Murder-Suicide: When Killing Yourself Isn’t Enough

Although murder-suicides are relatively uncommon, they account for 5% of all homicidal deaths in this country, and murder-suicides appear to be occurring with increasing frequency in the USA. Medical studies estimate that between 1,000 and 1,500 deaths...


Obviously in a heightened risk potential, the law enforcement officer will evaluate for current homicidal and/or suicidal ideation. There are additional red flags to consider including: a history of suicidal and homicidal threats, history of violence with increasing violence towards partner (especially choking or strangulation), increased violence towards the children, comorbid major stressors in social relationships (work, personal, and financial hardships.) Law enforcement personnel are also key in evaluating the plan and feasibility of homicide and/or suicide risks: does the suspect have possession/access to lethal weapons, are there multiple weapons, where are the weapons kept, is having and being willing to use weapons part of their self-image? (This is particularly crucial in relationships that involve people in law enforcement, corrections, the military, and the criminal justice system.)

Additional risk factors include "anniversary date" of a traumatic incident from the perpetrator’s past, history of or current stalking behavior, alcohol or drug abuse as well as a childhood history of abuse.

Dominant Themes: Age 55+

Older adults have homicide-suicide rates that are twice as high as younger adults. Each year more than 500 homicide-suicides or 1,000 deaths occur in persons 55 years and older. 20 older Americans die each week in a homicide-suicide. Murder-suicides in older people were previously considered to be suicide pacts, mercy killings or altruistic homicide- suicides where both partners were old and sick. This has been proven to be untrue. Murder-suicide acts are a result of desperation and depression. Almost all homicide-suicides in older persons involve a husband who kills his wife before killing himself.

There are at least three types of murder-suicide in older couples. The common feature in all three is a perception by the husband of an unacceptable threat to the relationship. This threat could be a pending move to a nursing home or assisted living facility, a real or perceived change in health, or marital conflict and domestic abuse.

Most commonly the male had made a unilateral decision to commit the act. The perpetrator had thought about a homicide-suicide for months if not years. His wife or lover is not a knowing or willing participant. Most victims are shot and killed in their sleep, and then perpetrator then turns the weapon on himself.

Elderly men who commit murder/suicide generally have significant health problems and have had a recent significant decline in health prior to the act. They sense an unacceptable threat related to the integrity of their relationship, most frequently impending institutionalization of themselves or their partners. Statistically, about 50% of spousal homicide-suicides in the elderly are dependent and protective in nature. The man, who has been dominant in the relationship, fears losing his control and ability to care for or protect his wife. Even if his spouse is not sick, a real or perceived change in his health can precipitate the process. At least half of the perpetrators of this subtype are depressed or have other psychiatric problems that have been undetected or untreated.

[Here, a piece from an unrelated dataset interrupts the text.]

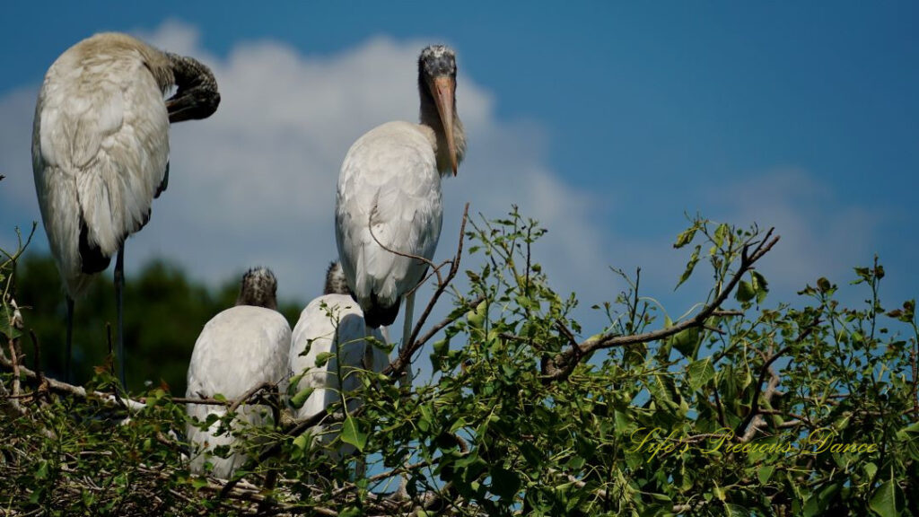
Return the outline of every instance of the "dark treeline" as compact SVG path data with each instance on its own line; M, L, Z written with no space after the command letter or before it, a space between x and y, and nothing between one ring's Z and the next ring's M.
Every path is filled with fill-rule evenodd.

About 30% of elder murder-suicides are aggressive in nature, with a positive history of domestic violence. This is more common in couples in their 60's, but it does occur in older couples. A pending or real separation, restraining orders against the husband, and familial involvement are the most common features.

A third type is a symbiotic homicide-suicide, occurring in 20% of couples. This is characterized by extreme interdependency in an older couple. One or (usually) both parties are very ill, leading the husband to a mercy killing and suicide. The husband and wife are so enmeshed in each other that their individual characteristics are frequently blurred.

Risk Assessment: Older Adults

The greatest at risk is the older couple (ages 75+) who have been married a long time and the husband has a dominant personality. Most frequently the husband is a caregiver and the wife has Alzheimer's disease or a related disorder. One or both have multiple medical problems, and the health status of one or both is changing. A move to a nursing home or assisted living facility is pending or under discussion. The older couple is becoming more socially isolated, withdrawing from family, friends and social activities. The couple has been arguing or there is talk of divorce or a history of estrangement. The male suffers from undiagnosed mental illness, most often depression. Alcohol or prescription abuse may be present. Since the husband is usually the perpetrator, look for the following additional signs: changes in his eating or sleeping patterns, crying for no apparent reason, an inability to feel good about the future, talk of feeling helpless or hopeless, talk that the future is bleak, threats to harm the wife, loss of interest in activities that used to give him pleasure, anxiety and agitation, giving things away that are important to the couple, and making plans to give someone a key to the home.